The CA framework makes a specific prediction about isogloss bundles: features that change together geographically (multiple isoglosses coinciding at the same boundary) should be features that entered a region at the same time, carried by the same historical migration or prestige diffusion event. This prediction is broadly supported by the historical linguistics literature — major dialect boundaries correspond to historical population boundaries, and the coinciding isoglosses represent features that diffused together.
Memetics: Dawkins’ CA in Everything
In 1976, Richard Dawkins published The Selfish Gene, which introduced the concept of the meme: a unit of cultural information that replicates, mutates, and competes for attention in a population of minds. Dawkins drew an explicit analogy between genes (the units of biological evolution) and memes (the units of cultural evolution): both are replicators that persist by copying themselves into new hosts, and both are subject to selection pressure that favors variants that replicate better.
The meme concept maps directly onto the CA framework. Agents on a social grid are cells; memes are state variables; the rules by which memes spread from cell to cell are the update rules. The fitness landscape of a meme — the conditions under which it spreads versus dies out — is determined by the local rule: how likely is a neighboring agent to adopt this meme, given the current state of their own belief system?
Axelrod’s cultural dynamics model is, in meme terms, a model of meme bundles (the F features) that spread and compete under a specific fitness rule (cultural overlap determines interaction probability). The phase transition from homogenization to fragmentation is the transition between a regime where all memes spread globally and a regime where memes are contained within regional clusters.
The CA framing of memetics suggests a productive reformulation of some classic memetics debates. The question “why do conspiracy theories spread?” becomes: what is the local rule that makes this meme-bundle spread to neighbors who are already disposed toward adjacent meme-bundles? The question “why does language X die out?” becomes: what changes in the local interaction structure — migration, prestige shifts, institutional changes — altered the CA rule in ways that favored language Y?
These are precise questions. The CA framing does not answer them, but it specifies what an answer would look like: a local rule and a parameter value.
The Insight That Connects to Life
The connection between Axelrod’s cultural dynamics model and Conway’s Game of Life is not metaphorical. It is mathematical.
Both are two-dimensional grids of discrete cells with local update rules. In Life, a cell is alive or dead; in Axelrod’s model, a cell has a cultural vector. In Life, the update rule is deterministic (B3/S23); in Axelrod’s model, it is probabilistic (interaction probability = cultural overlap).
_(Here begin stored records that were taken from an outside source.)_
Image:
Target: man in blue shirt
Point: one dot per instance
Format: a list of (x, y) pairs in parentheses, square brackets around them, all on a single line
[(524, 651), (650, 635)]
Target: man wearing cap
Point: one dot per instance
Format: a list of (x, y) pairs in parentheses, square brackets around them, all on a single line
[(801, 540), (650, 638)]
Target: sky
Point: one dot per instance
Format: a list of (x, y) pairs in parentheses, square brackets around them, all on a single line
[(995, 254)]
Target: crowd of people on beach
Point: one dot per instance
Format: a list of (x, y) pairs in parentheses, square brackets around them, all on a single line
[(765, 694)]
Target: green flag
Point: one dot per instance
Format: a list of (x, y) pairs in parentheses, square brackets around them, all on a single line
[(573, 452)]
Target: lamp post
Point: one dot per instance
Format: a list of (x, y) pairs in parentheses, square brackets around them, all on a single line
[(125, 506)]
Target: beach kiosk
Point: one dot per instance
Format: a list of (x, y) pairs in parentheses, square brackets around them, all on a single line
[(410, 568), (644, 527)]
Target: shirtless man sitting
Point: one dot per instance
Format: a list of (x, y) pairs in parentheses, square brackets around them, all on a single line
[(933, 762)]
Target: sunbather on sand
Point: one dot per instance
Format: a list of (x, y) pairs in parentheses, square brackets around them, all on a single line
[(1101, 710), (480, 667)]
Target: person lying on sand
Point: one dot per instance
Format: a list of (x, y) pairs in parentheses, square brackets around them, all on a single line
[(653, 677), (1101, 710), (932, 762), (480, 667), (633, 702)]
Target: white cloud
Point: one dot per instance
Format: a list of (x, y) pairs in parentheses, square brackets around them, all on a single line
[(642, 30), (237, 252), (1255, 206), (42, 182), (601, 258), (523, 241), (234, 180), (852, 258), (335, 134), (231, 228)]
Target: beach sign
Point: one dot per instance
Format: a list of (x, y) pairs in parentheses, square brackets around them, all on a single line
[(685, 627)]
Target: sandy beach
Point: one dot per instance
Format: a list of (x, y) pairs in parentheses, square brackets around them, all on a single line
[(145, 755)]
In Life, patterns either grow, stabilize, or die; in Axelrod’s model, cultural regions either grow, stabilize, or get absorbed.
The deeper parallel is the one that matters: in both cases, the global pattern — the distribution of live cells, or the distribution of cultural regions — is entirely determined by local rules, and it cannot be predicted from the local rules without simulation. You cannot look at B3/S23 and deduce the existence of the glider. You cannot look at Axelrod’s F and q parameters and deduce exactly which cultural regions will survive.
This is the fundamental lesson of both models: complex global structure does not require global coordination. It requires local rules and time.
Cultural diversity is not maintained by international institutions or deliberate preservation efforts — or not primarily. It is maintained by the same local interaction dynamics that created it. The grid runs itself.